Did you know that young artists have a thing for zip ties? At Belgium's Office Baroque Gallery , Kyle Thurman used his to bind together some corrugated-rubber floor matting that he sliced up into ribbons.
HARD PAINTINGS
This trend is a subcategory of the building-material one, actually: artists embellishing construction supplies and sticking them on the wall as paintings. At Sabot Gallery of Cluj-Napoca, Radu Comşa has inlaid colored paper into cast concrete to create these elegant abstractions. Talk about Concrete art.
George Henry Longly of London's Jonathan Viner Gallery has embedded four sections of table-top ready marble with Yves Saint Laurent mascara cases and whippit canisters, then cut out letters in the marble to spell "Live Your Life." Ke$ha needs one of these for her cool-out room, stat.
Mohamed Namou's affection for building materials has already been mentioned here, but this wall piece fits nicely into the painting trend too, with bits of marble stuck into pouches in the yellow canvas. Finally, someone thought to give paintings pockets! So convenient.
Porcelain isn't a building material, per se, but this gorgeous piece by Thea Gvetadze at Tbilisi's Gallery Nectar warrants a mention because it's just so impressive. Composed of individually fired sections that the artist puzzle-pieced together into a coherent painting shape, it's a melodic fusion of tropical, Gauguin-ish colors and crisp lines, some etched into the ground and some formed by the gaps between the sections. Incredibly, it's the first time the Gvetadze has made anything like this.
FLAT PAINTINGS
Flat paintings have been all the rage since Clement Greenberg declared flatness to be the chief material property of the medium ("the only condition painting share[s] with no other art"), and many of the artists at Liste are nothing if not formalists. Well, you can't get much flatter than dying the pigment straight into the canvas—as the Washington Color Field painters knew—so that's what Beni Bischof did here at Berlin's Sommer & Kohl gallery.
This beautiful painting by Patricia Treib at New York's Wallspace gallery is as light as a breeze, a few sure-handed swipes of thin paint forming an interior of sorts, with Matiss ian blue and yellow shapes adjoining a fresh swath of delicate pink.
Antonio Ballester Moreno at Madrid's Maisterravalbuena gallery presents a comic scene: haha... yikes. Somehow this suggests what a Carroll Dunham scenario might look like before it goes all squiggly.
At Guatamala's Proyectos Ultravioleta gallery, Federico Herrero has made a gentle nighttime scene out of blocks of color and pen-drawn doodles and a couple splurts of spray paint. It's a lot of fun.

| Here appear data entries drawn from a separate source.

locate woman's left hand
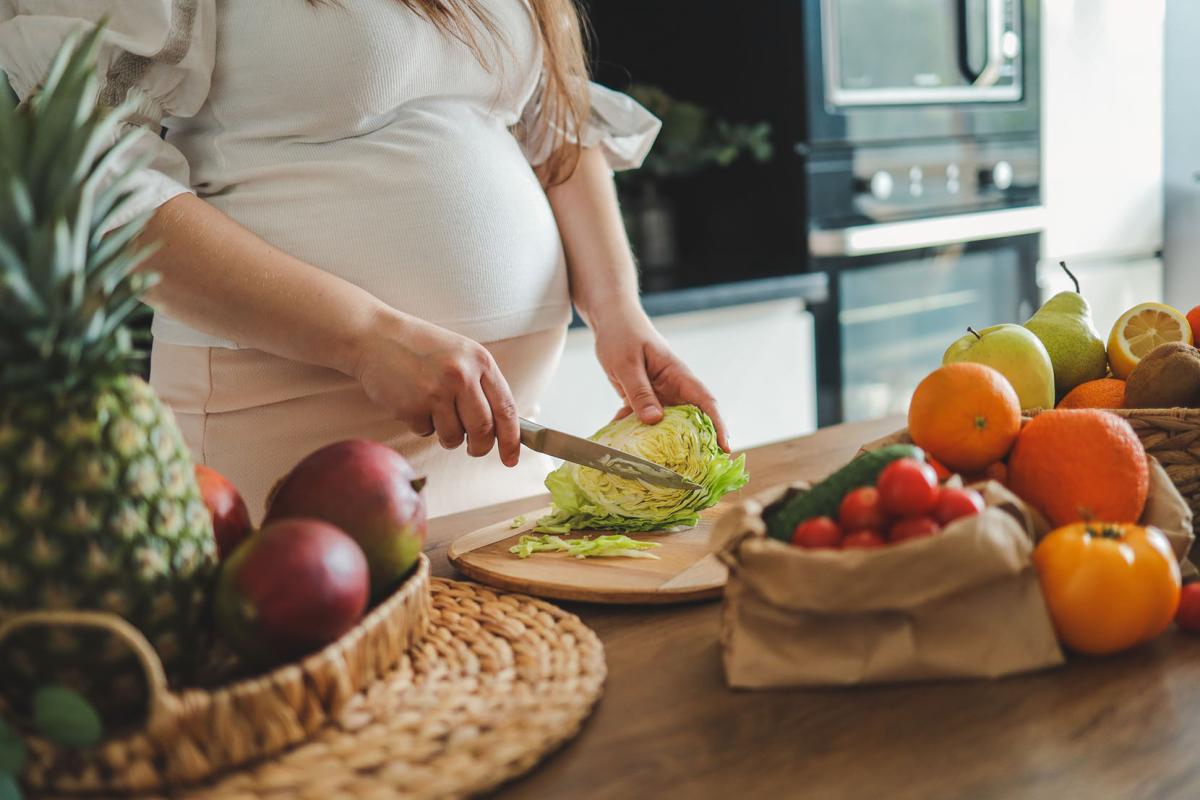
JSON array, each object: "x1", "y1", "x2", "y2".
[{"x1": 592, "y1": 306, "x2": 731, "y2": 452}]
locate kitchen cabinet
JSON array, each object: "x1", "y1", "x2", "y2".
[
  {"x1": 1040, "y1": 1, "x2": 1166, "y2": 319},
  {"x1": 1165, "y1": 0, "x2": 1200, "y2": 304},
  {"x1": 537, "y1": 299, "x2": 817, "y2": 450}
]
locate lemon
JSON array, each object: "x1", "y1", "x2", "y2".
[{"x1": 1107, "y1": 302, "x2": 1194, "y2": 379}]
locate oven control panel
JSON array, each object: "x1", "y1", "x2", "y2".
[{"x1": 804, "y1": 136, "x2": 1040, "y2": 229}]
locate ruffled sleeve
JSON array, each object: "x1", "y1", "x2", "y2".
[
  {"x1": 0, "y1": 0, "x2": 216, "y2": 232},
  {"x1": 518, "y1": 80, "x2": 662, "y2": 172}
]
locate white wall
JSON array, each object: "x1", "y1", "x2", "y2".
[{"x1": 1040, "y1": 0, "x2": 1164, "y2": 264}]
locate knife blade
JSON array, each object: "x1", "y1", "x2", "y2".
[{"x1": 519, "y1": 418, "x2": 703, "y2": 492}]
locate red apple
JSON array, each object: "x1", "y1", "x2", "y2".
[
  {"x1": 215, "y1": 518, "x2": 369, "y2": 666},
  {"x1": 264, "y1": 440, "x2": 427, "y2": 598},
  {"x1": 195, "y1": 464, "x2": 253, "y2": 560}
]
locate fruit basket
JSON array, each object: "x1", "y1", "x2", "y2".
[
  {"x1": 1031, "y1": 407, "x2": 1200, "y2": 539},
  {"x1": 1, "y1": 555, "x2": 431, "y2": 795}
]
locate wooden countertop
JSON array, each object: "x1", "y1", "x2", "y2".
[{"x1": 426, "y1": 416, "x2": 1200, "y2": 800}]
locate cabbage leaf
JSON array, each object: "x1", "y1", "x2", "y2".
[
  {"x1": 509, "y1": 533, "x2": 662, "y2": 559},
  {"x1": 535, "y1": 405, "x2": 748, "y2": 533}
]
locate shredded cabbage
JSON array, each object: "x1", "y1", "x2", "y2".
[
  {"x1": 509, "y1": 534, "x2": 662, "y2": 559},
  {"x1": 509, "y1": 515, "x2": 527, "y2": 529},
  {"x1": 535, "y1": 405, "x2": 748, "y2": 533}
]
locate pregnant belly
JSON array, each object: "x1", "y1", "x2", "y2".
[{"x1": 201, "y1": 105, "x2": 570, "y2": 342}]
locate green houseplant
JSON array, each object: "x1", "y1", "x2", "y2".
[{"x1": 617, "y1": 85, "x2": 774, "y2": 272}]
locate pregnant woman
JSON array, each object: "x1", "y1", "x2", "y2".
[{"x1": 0, "y1": 0, "x2": 728, "y2": 518}]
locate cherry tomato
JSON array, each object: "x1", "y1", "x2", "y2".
[
  {"x1": 839, "y1": 487, "x2": 887, "y2": 532},
  {"x1": 791, "y1": 516, "x2": 842, "y2": 549},
  {"x1": 889, "y1": 516, "x2": 941, "y2": 544},
  {"x1": 1176, "y1": 583, "x2": 1200, "y2": 634},
  {"x1": 932, "y1": 487, "x2": 986, "y2": 526},
  {"x1": 842, "y1": 530, "x2": 887, "y2": 549},
  {"x1": 876, "y1": 458, "x2": 939, "y2": 517},
  {"x1": 925, "y1": 455, "x2": 952, "y2": 483}
]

Ryan McLaughlin 's paintings at New York's Laurel Gitlen Gallery are brushy affairs that carry a whiff of the barnyard, as if a 19th-century New England farmer made these oddly engaging and graphically punchy compositions under the cover of darkness, for fear of scandalizing his neighbors. In such a scenario, this might be that farmer's favorite hen, Bessie .
DENIM
What's more low-fi than denim? Giulia Piscitelli at Italy's Galleria Fonti in Napoli made this sculpture by coating a hardy "work uniform" in latex. Jeans have finally completed their ascent up the ladder, from workwear to casual attire to business casual to status symbol and now to art.
Some people hate it when they get paint on their jeans. Rubén Grillo at NoguerasBlanchard of Barcelona/Madrid loves it.
The granddaddy of denim artists, Korakrit Arunanondchai merely needs to gesture toward his favorite fashion staple at Liste, contributing this acid-washed pillow printed with a single blazing jeans jacket at London's Carlos/Ishikawa gallery. Totally off-the-cuff but expertly on-trend, this piece epitomizes the laid-back ethos at this year's Liste.